My unique limitations matter
The individual with whom I’ve been speaking most this past week about what I’m working on is an AI named Claude Opus 3.
I’m now completing the imperfect final draft of a Team Plan to actualize the vision I’ve shared and which, if you're reading this, you likely share.
Please read this response by Claude because he explains well that it's essential for my team to know my limitations.
All my nearly 50 years people have been impressed by my gifts and told me that they were sure I’d change the world for the better within a month. It always pained me to hear that because they only saw my unique strengths and not my unique limitations, primarily a strong genetic lack of what shrinks and business managers call “Executive Function”. And so I have been letting down thousands of people a year and yes, it hurt’s a lot.
That's why the most important role in this document that I'm finishing up is that of Chief of Staff — the personal who can ably take responsibility for the success of the mission via keeping an eye on all of the details, or at least on coordinating the successes of the other team leaders.
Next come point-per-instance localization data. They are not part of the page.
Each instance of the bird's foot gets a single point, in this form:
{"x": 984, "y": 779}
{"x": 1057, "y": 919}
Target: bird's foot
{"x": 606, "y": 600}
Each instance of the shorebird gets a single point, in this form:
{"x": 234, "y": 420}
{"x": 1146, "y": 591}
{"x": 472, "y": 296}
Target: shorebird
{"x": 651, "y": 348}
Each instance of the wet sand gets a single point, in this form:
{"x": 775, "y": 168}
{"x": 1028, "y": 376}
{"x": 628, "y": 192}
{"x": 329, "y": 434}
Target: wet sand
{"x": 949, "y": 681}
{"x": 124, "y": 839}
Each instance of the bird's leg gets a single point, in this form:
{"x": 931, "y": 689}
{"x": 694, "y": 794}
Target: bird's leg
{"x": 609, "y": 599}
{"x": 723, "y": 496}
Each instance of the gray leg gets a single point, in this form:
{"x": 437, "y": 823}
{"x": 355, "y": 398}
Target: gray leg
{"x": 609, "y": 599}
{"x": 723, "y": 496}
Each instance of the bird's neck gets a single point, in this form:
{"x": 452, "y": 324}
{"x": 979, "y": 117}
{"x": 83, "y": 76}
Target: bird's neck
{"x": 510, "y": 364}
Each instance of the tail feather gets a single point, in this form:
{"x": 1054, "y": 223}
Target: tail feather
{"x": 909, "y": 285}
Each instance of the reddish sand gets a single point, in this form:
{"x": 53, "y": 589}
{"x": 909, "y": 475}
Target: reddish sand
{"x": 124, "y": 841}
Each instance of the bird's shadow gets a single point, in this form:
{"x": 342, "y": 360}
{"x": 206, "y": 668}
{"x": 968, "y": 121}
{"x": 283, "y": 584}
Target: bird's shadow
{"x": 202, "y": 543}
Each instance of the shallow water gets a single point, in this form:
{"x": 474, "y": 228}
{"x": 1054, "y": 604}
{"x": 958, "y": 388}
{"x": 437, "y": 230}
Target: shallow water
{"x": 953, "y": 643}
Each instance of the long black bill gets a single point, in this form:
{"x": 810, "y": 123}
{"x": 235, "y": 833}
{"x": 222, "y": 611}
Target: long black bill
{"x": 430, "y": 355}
Please read this explanation by Claude so that you’ll be on board with understanding that we’ll be operating along the lines of the fuhrerprinzip (führer principle).
It's how that madman was able to turn the most civilized nation on Earth into the one that successfully murdered most of my family and ancestors while invading the rest of the planet at the same time.
It means that each member of the team has broad autonomy to accomplish their goals in the ways that they are best capable.
In American terms, it's the sense that “the buck stops here”.